The same forecast centimetres can be blower or cement, and the day's maximum air temperature at summit elevation is the best single predictor of which you get. Cold air means low-density, dry snow; air near freezing means heavy, wet snow; a couple of degrees above freezing at the elevation you're skiing means the model's "snowfall" is really rain. The subscore is 100 at −7°C and below, drops to the mid-50s at 0°C, and collapses above +2°C — because past that point the day is a write-off no matter how big the number next to the snowflake icon is.

Factor 3: wind — will you be able to ride it?

Two things kill a powder day while it's still snowing: lifts going on wind-hold, and wind stripping the fresh snow off exposed faces and loading it into slabs. The wind subscore holds near 100 below 15 km/h, slides through the 40s as sustained winds pass 45 km/h (when upper mountains start closing), and heads toward zero as winds approach storm force, with an extra penalty for violent gusts.
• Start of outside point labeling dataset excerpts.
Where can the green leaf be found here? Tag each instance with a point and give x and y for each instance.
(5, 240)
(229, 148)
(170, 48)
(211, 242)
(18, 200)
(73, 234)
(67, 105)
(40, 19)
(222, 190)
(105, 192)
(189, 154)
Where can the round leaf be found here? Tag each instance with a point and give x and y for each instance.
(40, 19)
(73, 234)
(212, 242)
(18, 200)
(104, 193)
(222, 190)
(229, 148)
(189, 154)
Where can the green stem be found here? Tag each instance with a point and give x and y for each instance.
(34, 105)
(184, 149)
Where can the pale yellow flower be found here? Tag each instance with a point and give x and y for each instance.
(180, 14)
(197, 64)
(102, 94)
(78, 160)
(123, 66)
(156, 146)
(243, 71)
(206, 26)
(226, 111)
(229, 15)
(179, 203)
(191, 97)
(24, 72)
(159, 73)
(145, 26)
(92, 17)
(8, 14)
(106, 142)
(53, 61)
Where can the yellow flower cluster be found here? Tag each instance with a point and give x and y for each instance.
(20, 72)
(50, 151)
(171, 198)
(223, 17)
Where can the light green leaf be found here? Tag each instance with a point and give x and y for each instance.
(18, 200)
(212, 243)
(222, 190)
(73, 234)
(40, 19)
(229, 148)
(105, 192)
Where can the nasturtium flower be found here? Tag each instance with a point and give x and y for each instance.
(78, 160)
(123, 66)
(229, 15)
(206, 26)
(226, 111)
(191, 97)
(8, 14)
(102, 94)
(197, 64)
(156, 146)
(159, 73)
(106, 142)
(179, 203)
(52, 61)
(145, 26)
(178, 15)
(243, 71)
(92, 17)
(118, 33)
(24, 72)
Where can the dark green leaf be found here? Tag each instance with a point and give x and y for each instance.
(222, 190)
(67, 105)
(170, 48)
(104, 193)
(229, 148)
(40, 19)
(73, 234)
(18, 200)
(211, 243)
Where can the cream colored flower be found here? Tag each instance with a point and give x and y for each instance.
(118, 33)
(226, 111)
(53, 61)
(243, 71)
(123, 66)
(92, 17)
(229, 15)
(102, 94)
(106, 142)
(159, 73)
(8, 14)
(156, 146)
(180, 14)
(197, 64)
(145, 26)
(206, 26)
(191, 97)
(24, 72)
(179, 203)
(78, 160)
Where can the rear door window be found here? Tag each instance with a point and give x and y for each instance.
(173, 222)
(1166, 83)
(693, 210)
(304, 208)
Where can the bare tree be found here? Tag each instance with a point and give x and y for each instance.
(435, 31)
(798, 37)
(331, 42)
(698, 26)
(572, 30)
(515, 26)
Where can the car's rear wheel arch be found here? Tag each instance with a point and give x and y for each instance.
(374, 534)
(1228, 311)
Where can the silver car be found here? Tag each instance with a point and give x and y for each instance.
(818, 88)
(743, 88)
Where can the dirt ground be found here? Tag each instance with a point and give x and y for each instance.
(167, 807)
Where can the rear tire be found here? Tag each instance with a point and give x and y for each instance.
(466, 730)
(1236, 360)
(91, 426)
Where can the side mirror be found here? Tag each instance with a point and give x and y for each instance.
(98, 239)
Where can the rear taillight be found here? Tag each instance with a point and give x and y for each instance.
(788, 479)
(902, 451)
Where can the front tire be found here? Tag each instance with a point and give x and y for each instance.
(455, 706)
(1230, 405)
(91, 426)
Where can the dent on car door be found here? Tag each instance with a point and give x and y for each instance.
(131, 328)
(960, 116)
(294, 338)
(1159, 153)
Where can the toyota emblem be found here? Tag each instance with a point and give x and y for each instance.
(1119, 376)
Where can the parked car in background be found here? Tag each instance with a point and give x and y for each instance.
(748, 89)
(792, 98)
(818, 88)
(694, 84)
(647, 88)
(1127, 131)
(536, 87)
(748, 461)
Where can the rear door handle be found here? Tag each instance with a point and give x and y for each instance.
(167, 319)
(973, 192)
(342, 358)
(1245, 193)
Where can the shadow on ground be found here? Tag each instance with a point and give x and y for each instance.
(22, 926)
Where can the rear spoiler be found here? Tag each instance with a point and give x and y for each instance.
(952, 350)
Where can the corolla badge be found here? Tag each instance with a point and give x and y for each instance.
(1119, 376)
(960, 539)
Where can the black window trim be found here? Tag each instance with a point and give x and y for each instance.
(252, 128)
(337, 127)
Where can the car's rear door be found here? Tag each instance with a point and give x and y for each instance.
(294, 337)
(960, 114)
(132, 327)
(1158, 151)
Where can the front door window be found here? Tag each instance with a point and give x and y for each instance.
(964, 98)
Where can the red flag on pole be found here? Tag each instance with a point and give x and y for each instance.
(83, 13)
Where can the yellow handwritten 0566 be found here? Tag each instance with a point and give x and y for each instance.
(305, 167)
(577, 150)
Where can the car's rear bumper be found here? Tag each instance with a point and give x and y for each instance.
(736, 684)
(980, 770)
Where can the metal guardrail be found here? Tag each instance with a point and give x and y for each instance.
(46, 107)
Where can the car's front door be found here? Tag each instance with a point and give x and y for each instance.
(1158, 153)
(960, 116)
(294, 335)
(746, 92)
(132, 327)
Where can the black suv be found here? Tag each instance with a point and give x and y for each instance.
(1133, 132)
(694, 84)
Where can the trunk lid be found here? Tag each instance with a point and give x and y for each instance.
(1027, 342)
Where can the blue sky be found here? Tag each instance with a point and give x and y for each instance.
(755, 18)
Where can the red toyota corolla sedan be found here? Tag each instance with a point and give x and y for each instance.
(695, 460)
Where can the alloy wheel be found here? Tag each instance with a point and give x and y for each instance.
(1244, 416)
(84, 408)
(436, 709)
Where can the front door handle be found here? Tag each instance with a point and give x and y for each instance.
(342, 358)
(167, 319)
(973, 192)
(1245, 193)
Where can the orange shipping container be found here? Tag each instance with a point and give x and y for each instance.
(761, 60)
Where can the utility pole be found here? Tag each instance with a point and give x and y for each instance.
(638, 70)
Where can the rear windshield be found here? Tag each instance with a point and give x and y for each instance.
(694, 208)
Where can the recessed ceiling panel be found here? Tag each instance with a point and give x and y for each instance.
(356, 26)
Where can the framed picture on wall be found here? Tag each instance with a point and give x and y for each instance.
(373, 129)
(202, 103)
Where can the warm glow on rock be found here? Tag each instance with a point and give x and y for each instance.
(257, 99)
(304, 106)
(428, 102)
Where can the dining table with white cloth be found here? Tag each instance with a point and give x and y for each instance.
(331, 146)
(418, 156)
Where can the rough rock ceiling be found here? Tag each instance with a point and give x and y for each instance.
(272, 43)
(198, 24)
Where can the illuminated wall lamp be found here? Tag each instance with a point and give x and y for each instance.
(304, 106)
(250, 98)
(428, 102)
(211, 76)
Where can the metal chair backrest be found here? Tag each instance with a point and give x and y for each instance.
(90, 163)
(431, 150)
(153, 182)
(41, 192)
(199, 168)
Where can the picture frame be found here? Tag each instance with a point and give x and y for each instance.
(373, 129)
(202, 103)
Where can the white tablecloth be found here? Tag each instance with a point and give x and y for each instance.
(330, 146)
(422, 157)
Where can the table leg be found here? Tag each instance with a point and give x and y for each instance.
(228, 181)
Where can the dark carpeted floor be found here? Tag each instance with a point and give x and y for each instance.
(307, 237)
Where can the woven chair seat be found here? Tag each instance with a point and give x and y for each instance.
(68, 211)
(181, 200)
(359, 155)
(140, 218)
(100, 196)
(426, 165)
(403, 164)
How they combine — and why multiplication matters

Snowfall sets the ceiling; quality and wind multiply it down. That's the crucial design choice: a huge dump with terrible temperature or unrideable wind must not average out to "pretty good". A 40 cm day at +2°C scores in the 30s, not the 70s. At the same time, quality and wind can only cap the score, never zero it — a real storm always registers.

Two more honesty mechanisms sit on top. Any liquid rain at summit applies a further hard knock. And the top of the scale is tapered so that 90+ stays genuinely rare: an excellent day reads Firing (65–81); All-Time (82+) is reserved for days where deep snow, cold air, and calm winds all line up at once. If everything scored 95, nothing would mean anything.

From days to destinations

A resort's overall 10-day score is not an average, because powder chasing isn't about averages — one all-time day beats a week of dustings. The rollup leans on the single best forecast day, lifted by total snow and the count of quality days behind it, and surfaces the best contiguous storm window so you know when to fly, not just where. That's what powers the live top-20 ranking.

What the score deliberately ignores

Lift status, road closures, avalanche danger, crowd pressure, and aspect-by-aspect wind loading. Resort pages do flag one adjacent trap — days when the freezing level sits well above the base, so a summit dump can be valley rain — but the score itself stays a pure weather signal. Check the resort's operations page and the local avalanche bulletin before you commit; the score tells you where the storm is delivering, and that's all it claims to do.

Chase the storm, not your booked week.